Bugs and Bragging Rights

It's not always size that matters.

George Neville-Neil

Dear KV,

I've been dealing with a large program written in Java that seems to spend most of its time asking me to restart it because it has run out of memory. I'm not sure if this is an issue in the JVM (Java Virtual Machine) I'm using or in the program itself, but during these frequent restarts, I keep wondering why this program is so incredibly bloated. I would have thought Java's garbage collector would prevent programs from running out of memory, especially when my desktop has quite a lot of it. It seems that eight gigabytes just isn't enough to handle a modern IDE anymore.

Lack of RAM

Dear Lack,

Eight gigabytes?! Is that all you have? Are you writing me from the desert wasteland where PCs go to die? No one in his or her right mind runs a machine with less than 48 GB in our modern era, at least no one who wants to run certain, very special, pieces of Java code.

While I would love to spend several hundred words bashing Java—for, like all languages, it has many sins—the problem you're seeing is probably not related to a bug in the garbage collector. It has to do with bugs in the code you're running, and with a certain, fundamental bug in the human mind. I'll address both of these in turn.

The bug in the code is easy enough to describe. Any computer language that takes the management of memory out of the hands of the programmer and puts it into an automatic garbage-collection system has one fatal flaw: the programmer can easily prevent the garbage collector from doing its work. Any object that continues to have a reference cannot be garbage collected, and therefore freed back into the system's memory.

Sloppy programmers who do not free their references cause memory leaks. In systems with many objects (and almost everything in a Java program is an object) a few small leaks can lead to out-of-memory errors quite quickly. These memory leaks are hard to find. Sometimes they reside in the code you, yourself, are working on, but often they reside in libraries that your code depends on. Without access to the library code, the bugs are impossible to fix, and even with access to the source, who wants to spend their lives fixing memory leaks in other people's code? I certainly don't. Moore's law often protects fools and little children from these problems, because while frequency scaling has stopped, memory density continues to increase. Why bother trying to find that small leak in your code when your boss is screaming to ship the next version of whatever it is you're working on? "The system stayed up for a whole day, ship it!"
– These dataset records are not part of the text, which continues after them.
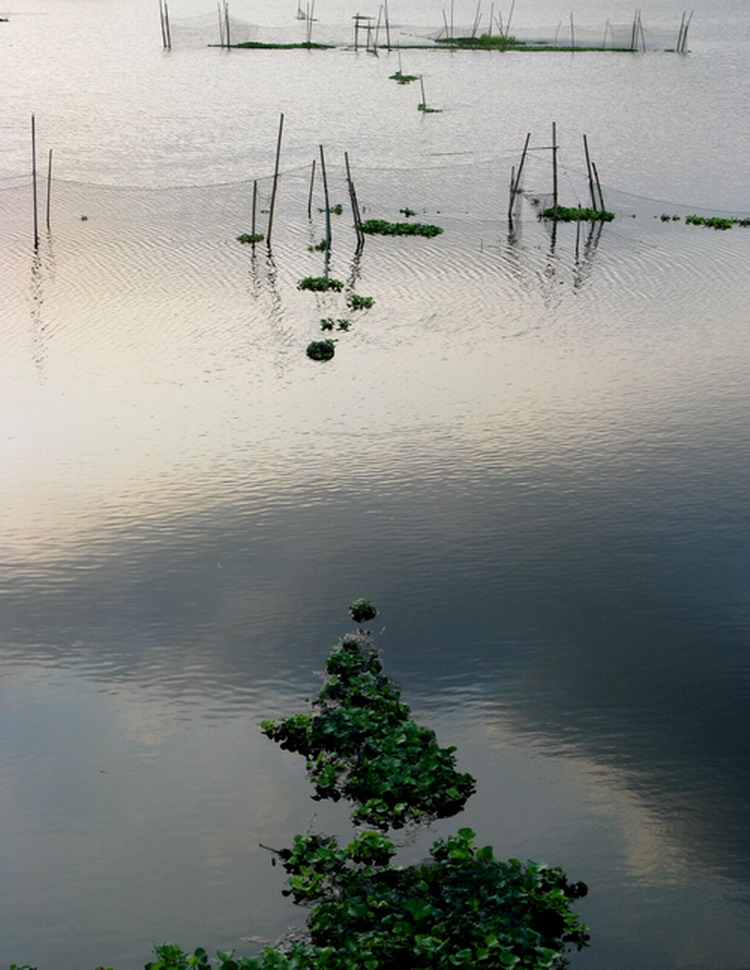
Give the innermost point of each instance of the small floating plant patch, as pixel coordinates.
(320, 284)
(715, 222)
(321, 349)
(574, 214)
(380, 227)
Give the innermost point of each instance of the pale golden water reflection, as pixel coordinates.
(532, 454)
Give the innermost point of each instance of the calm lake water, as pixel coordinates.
(532, 453)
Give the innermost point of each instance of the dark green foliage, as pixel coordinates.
(715, 222)
(361, 745)
(254, 44)
(382, 228)
(321, 349)
(574, 214)
(362, 610)
(319, 284)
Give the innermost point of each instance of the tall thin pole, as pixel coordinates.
(161, 22)
(33, 180)
(328, 208)
(554, 171)
(598, 186)
(49, 186)
(275, 181)
(588, 168)
(309, 194)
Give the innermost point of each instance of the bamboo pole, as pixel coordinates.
(49, 186)
(588, 169)
(510, 17)
(554, 171)
(275, 182)
(309, 194)
(161, 24)
(598, 186)
(328, 209)
(33, 181)
(354, 203)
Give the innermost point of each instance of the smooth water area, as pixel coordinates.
(532, 454)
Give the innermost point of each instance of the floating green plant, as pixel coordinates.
(362, 610)
(403, 78)
(320, 284)
(257, 45)
(380, 227)
(574, 214)
(321, 349)
(715, 222)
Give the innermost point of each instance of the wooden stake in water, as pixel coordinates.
(309, 194)
(588, 168)
(554, 171)
(599, 187)
(49, 186)
(328, 209)
(33, 181)
(161, 23)
(517, 183)
(275, 182)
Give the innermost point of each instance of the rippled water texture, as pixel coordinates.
(531, 453)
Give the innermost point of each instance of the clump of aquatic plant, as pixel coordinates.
(321, 349)
(576, 214)
(400, 78)
(381, 227)
(320, 284)
(362, 610)
(715, 222)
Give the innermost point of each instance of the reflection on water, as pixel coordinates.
(532, 453)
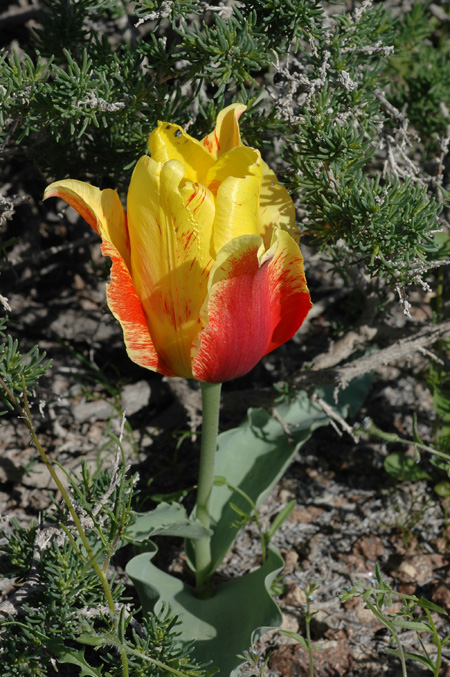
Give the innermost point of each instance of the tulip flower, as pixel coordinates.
(207, 275)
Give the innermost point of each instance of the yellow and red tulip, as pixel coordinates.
(207, 275)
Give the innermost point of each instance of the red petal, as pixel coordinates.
(253, 308)
(126, 307)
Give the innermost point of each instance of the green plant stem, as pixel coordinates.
(210, 426)
(25, 413)
(309, 648)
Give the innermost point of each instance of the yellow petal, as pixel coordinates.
(102, 210)
(170, 224)
(226, 134)
(236, 180)
(276, 208)
(171, 142)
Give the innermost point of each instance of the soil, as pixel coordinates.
(350, 514)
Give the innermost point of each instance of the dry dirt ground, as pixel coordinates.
(349, 514)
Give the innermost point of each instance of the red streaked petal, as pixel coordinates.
(126, 307)
(255, 304)
(291, 301)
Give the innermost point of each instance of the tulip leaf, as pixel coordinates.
(222, 626)
(168, 519)
(254, 456)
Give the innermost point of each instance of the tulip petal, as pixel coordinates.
(236, 179)
(102, 209)
(226, 134)
(276, 208)
(257, 301)
(104, 213)
(171, 142)
(170, 224)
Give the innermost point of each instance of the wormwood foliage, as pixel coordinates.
(327, 89)
(18, 371)
(58, 616)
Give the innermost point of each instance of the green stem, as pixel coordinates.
(202, 546)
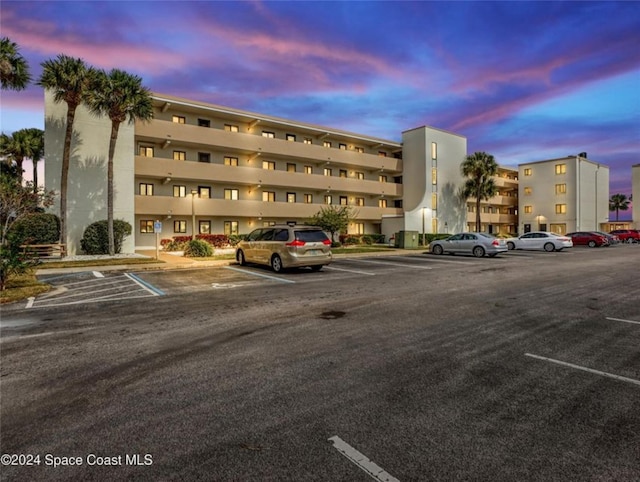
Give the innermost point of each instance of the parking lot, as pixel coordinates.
(521, 367)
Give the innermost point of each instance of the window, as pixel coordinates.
(204, 227)
(179, 226)
(231, 228)
(145, 151)
(231, 194)
(230, 161)
(146, 226)
(146, 189)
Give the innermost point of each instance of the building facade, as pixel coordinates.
(563, 195)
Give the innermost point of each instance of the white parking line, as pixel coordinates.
(390, 263)
(361, 461)
(624, 321)
(246, 271)
(585, 369)
(349, 270)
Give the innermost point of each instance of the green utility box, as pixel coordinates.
(407, 239)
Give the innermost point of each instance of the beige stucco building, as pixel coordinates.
(563, 195)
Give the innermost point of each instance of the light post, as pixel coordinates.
(193, 213)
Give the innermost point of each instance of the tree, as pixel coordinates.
(121, 97)
(69, 79)
(333, 219)
(14, 69)
(21, 145)
(479, 169)
(617, 203)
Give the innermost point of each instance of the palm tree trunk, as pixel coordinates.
(112, 148)
(64, 174)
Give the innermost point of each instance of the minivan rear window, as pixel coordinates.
(311, 236)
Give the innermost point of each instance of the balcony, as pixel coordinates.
(203, 138)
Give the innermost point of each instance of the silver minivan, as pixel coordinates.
(284, 246)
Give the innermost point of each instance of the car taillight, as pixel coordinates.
(296, 242)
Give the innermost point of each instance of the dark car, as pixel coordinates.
(627, 235)
(588, 238)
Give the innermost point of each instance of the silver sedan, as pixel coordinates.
(477, 244)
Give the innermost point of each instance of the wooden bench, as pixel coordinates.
(46, 250)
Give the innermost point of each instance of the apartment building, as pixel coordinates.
(499, 215)
(563, 195)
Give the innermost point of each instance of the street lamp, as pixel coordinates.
(193, 213)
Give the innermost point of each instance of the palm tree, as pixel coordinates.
(14, 69)
(21, 145)
(617, 203)
(69, 78)
(479, 169)
(122, 97)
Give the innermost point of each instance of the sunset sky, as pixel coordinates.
(523, 81)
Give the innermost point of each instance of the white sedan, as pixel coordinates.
(540, 240)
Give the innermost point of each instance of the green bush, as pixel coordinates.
(36, 228)
(197, 248)
(96, 236)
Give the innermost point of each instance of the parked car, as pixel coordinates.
(588, 238)
(540, 240)
(627, 235)
(284, 246)
(612, 238)
(477, 244)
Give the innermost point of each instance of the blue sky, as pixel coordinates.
(524, 81)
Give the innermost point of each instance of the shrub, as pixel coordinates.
(96, 237)
(197, 248)
(36, 228)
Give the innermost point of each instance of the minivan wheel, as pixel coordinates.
(240, 258)
(276, 263)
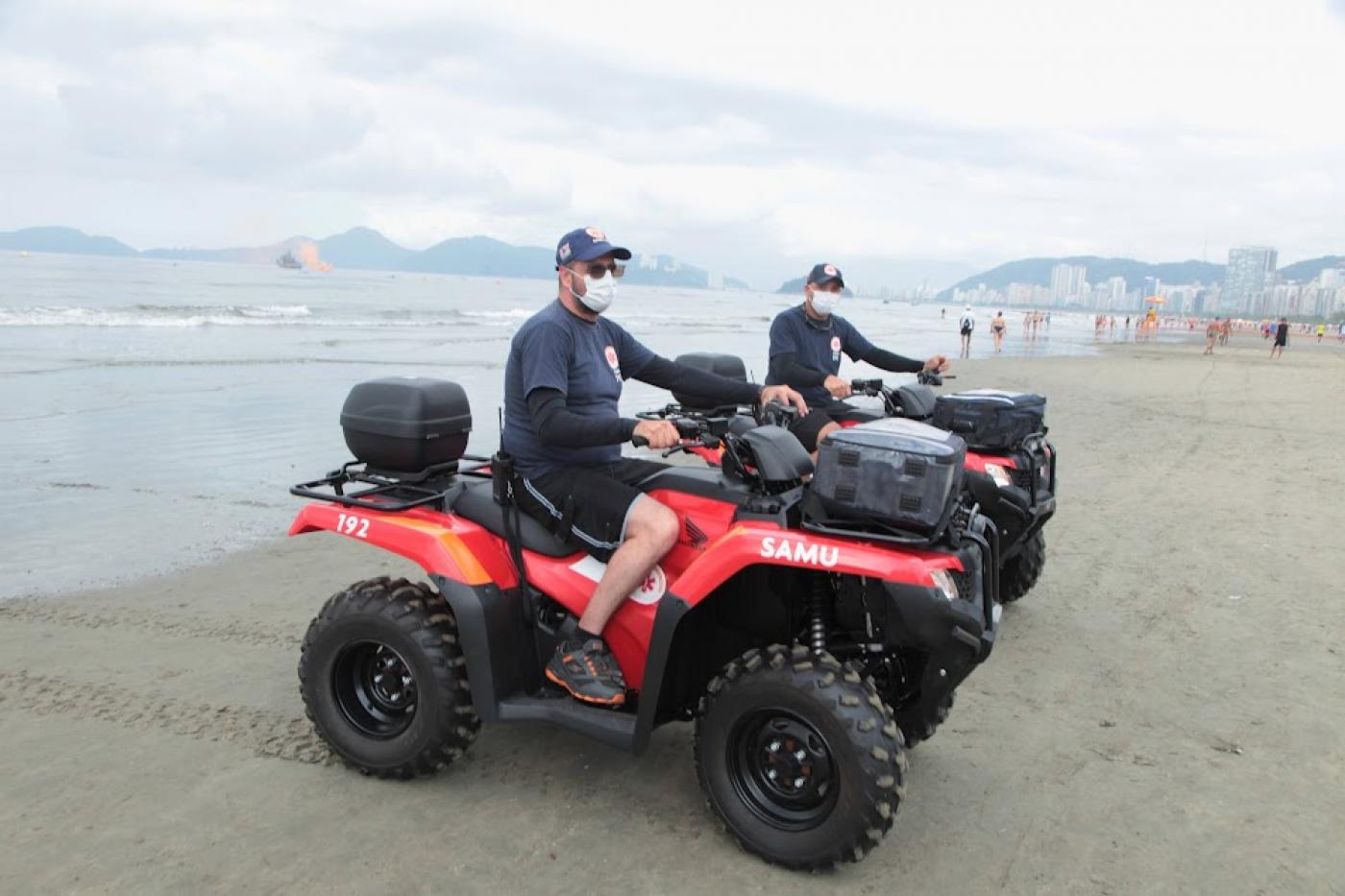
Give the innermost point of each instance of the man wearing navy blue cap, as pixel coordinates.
(806, 346)
(561, 423)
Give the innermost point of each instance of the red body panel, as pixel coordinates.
(710, 549)
(978, 462)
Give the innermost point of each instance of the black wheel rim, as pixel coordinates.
(782, 768)
(376, 689)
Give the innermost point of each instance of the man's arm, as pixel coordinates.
(674, 376)
(861, 349)
(787, 369)
(560, 426)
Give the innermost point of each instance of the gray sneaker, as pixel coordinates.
(588, 671)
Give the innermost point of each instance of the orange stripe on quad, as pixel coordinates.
(461, 556)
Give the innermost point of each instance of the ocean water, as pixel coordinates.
(155, 412)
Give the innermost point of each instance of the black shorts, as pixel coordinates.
(809, 426)
(591, 505)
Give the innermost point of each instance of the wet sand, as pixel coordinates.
(1163, 714)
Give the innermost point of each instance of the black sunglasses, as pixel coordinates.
(596, 269)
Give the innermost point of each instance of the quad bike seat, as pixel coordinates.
(477, 502)
(697, 480)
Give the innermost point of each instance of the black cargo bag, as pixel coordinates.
(989, 419)
(405, 425)
(897, 473)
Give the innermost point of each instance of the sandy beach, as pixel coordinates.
(1163, 714)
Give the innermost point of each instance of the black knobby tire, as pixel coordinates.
(1021, 573)
(918, 722)
(383, 680)
(850, 762)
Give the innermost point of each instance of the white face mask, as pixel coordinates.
(599, 294)
(824, 302)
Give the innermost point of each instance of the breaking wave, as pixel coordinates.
(154, 316)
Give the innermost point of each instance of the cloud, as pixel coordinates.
(743, 136)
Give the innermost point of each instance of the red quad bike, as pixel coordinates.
(800, 642)
(1011, 465)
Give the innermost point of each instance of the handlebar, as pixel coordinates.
(867, 386)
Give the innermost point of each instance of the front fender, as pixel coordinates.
(750, 544)
(434, 544)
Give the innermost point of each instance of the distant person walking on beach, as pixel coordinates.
(966, 323)
(1281, 338)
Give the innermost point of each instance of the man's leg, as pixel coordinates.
(811, 429)
(651, 530)
(618, 525)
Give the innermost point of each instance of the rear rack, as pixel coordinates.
(386, 492)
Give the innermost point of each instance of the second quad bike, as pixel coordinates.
(807, 654)
(1012, 473)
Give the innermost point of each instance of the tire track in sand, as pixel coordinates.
(265, 734)
(150, 621)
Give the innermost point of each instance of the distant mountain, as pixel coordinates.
(795, 288)
(366, 249)
(1305, 271)
(1038, 271)
(66, 240)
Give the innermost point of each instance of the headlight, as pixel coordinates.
(943, 579)
(999, 475)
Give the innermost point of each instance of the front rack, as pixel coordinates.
(386, 492)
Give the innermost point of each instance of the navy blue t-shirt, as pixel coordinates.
(585, 362)
(817, 345)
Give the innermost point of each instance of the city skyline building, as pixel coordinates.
(1066, 281)
(1248, 278)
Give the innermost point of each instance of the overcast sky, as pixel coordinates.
(753, 137)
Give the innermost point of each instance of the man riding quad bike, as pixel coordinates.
(802, 626)
(799, 624)
(1011, 465)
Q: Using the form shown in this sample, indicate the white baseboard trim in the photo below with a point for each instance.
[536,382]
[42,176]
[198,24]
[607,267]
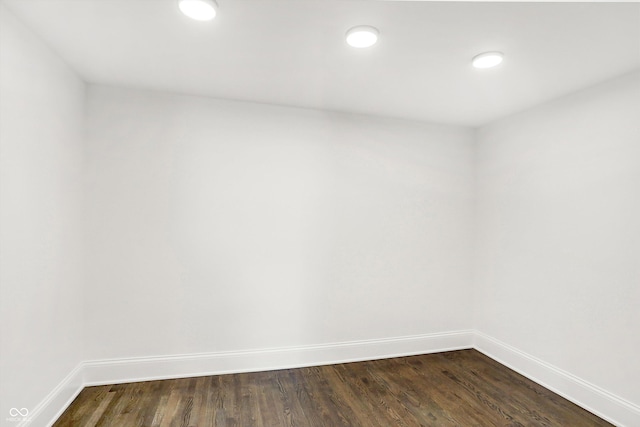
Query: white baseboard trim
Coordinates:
[57,401]
[180,366]
[601,402]
[604,404]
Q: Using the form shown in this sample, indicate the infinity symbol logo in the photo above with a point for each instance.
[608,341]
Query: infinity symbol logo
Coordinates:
[14,412]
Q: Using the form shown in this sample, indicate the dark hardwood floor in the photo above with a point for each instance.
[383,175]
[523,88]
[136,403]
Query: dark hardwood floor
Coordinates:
[458,388]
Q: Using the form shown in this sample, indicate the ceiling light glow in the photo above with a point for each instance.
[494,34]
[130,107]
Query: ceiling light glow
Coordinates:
[362,36]
[487,59]
[200,10]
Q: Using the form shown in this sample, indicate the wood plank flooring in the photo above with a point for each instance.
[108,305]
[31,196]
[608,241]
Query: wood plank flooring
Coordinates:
[458,388]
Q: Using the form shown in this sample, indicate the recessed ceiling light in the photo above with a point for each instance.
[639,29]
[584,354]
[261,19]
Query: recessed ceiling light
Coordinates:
[200,10]
[487,59]
[362,36]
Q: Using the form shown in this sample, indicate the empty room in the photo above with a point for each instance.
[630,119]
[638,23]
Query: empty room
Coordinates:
[319,213]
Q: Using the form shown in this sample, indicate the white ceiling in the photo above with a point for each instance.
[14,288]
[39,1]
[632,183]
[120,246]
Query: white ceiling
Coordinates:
[292,52]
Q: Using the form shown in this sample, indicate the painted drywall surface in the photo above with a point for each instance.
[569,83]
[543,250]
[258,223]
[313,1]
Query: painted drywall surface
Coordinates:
[558,255]
[215,226]
[41,257]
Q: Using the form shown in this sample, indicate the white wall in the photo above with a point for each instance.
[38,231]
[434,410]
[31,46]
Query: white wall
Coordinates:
[41,149]
[558,256]
[216,226]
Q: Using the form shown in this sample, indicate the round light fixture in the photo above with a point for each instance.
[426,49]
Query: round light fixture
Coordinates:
[362,36]
[200,10]
[487,59]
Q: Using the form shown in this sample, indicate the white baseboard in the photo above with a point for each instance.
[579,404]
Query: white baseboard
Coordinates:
[180,366]
[57,401]
[590,397]
[599,401]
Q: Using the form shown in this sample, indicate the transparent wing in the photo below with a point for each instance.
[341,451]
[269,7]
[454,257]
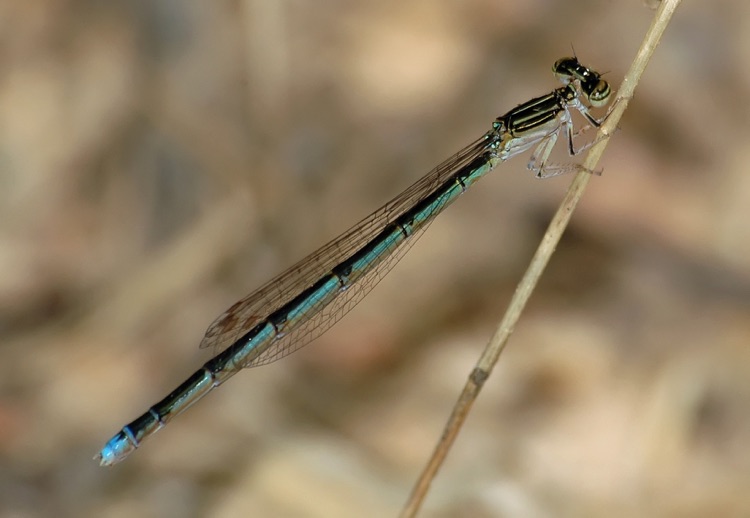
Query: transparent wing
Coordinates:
[257,306]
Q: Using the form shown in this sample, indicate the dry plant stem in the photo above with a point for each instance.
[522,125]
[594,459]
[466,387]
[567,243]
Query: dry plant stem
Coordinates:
[521,296]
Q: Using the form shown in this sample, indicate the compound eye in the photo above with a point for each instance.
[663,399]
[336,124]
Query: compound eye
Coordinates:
[599,94]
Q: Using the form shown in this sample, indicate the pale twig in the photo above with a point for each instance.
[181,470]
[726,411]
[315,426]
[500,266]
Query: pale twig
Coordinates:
[527,284]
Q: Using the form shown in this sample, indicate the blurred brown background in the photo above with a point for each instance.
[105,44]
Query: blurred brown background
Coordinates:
[161,159]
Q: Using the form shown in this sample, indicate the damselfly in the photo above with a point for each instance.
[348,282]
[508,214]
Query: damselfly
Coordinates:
[303,302]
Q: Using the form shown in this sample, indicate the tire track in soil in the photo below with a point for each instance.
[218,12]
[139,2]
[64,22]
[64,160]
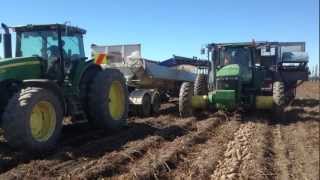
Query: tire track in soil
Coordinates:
[113,162]
[72,139]
[62,161]
[236,154]
[158,161]
[296,157]
[202,160]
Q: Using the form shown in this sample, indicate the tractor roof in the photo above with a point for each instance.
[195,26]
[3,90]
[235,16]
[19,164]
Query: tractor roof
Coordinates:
[33,27]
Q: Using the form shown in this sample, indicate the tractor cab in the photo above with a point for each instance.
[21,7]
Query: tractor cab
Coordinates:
[57,46]
[231,63]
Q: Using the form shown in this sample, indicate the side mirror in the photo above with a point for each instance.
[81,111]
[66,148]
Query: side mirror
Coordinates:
[203,51]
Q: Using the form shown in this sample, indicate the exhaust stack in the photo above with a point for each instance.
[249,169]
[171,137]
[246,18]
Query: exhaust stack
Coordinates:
[7,44]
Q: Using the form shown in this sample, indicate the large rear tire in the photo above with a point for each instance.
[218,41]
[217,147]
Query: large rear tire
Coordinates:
[33,119]
[201,85]
[185,97]
[145,108]
[108,100]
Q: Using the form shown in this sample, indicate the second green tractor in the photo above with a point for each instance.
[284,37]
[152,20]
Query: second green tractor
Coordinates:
[249,75]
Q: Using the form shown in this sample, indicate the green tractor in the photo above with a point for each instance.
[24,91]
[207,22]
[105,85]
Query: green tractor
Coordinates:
[262,75]
[50,79]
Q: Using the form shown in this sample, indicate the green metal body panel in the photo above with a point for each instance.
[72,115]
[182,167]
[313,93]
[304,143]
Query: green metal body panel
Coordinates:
[21,68]
[223,99]
[229,70]
[235,70]
[79,68]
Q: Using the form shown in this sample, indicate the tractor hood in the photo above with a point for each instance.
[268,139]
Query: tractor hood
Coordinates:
[20,68]
[234,70]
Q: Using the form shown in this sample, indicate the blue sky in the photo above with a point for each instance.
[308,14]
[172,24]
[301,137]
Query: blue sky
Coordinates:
[181,27]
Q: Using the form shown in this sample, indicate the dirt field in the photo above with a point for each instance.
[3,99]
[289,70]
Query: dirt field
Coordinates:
[209,146]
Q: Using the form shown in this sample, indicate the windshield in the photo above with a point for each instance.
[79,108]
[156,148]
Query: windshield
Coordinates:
[235,55]
[45,44]
[72,46]
[37,43]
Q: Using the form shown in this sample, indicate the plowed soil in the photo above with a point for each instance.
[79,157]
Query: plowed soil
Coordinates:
[216,145]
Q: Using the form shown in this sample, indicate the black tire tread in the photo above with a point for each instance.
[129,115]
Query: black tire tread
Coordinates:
[14,128]
[97,105]
[201,85]
[185,96]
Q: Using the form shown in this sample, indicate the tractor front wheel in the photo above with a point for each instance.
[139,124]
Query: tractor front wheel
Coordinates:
[33,119]
[279,99]
[185,98]
[108,100]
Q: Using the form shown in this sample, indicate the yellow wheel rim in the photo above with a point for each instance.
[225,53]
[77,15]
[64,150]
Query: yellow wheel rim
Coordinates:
[42,121]
[116,100]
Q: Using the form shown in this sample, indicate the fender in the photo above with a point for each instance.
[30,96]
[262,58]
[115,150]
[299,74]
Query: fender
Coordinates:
[47,84]
[136,96]
[81,73]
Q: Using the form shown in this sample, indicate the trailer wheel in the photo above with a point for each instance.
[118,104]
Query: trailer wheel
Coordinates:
[201,85]
[108,100]
[32,119]
[185,97]
[156,103]
[279,99]
[145,108]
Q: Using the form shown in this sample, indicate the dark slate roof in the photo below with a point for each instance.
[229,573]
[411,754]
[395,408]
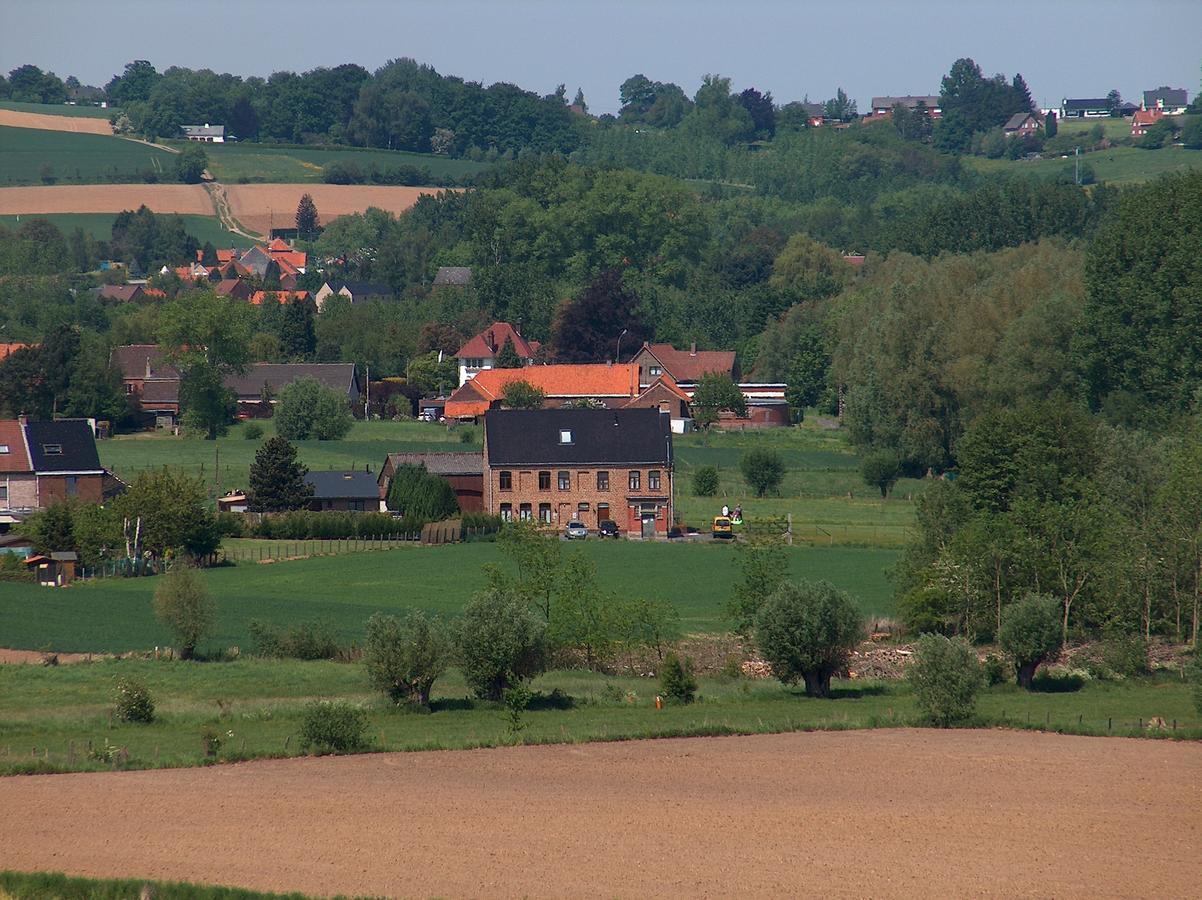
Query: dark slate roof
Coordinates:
[66,446]
[453,275]
[617,437]
[338,376]
[469,463]
[343,486]
[1170,96]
The second bug is far more pernicious. One thing you didn't ask was, "Why do we have a garbage collector in our system?" The reason we have a garbage collector is because some time in the past, someone—well, really, a group of someones—wanted to remedy another problem: programmers who couldn't manage their own memory. C++, another object-oriented language, also has lots of objects floating around when its programs execute. In C++, as we all know, objects must be created or destroyed using new and delete. If they're not destroyed, then we have a memory leak. Not only must the programmer manage objects, but in C++, the programmer can also get direct access to the memory that underlies the object, which leads naughty programmers to touch things they ought not to. The C++ runtime doesn't really say, "Bad touch, call an adult," but that is what a segmentation fault really means. Depending on your point of view, garbage collection was promulgated either to free programmers from the tedium of managing memory by hand or to prevent them from doing naughty things.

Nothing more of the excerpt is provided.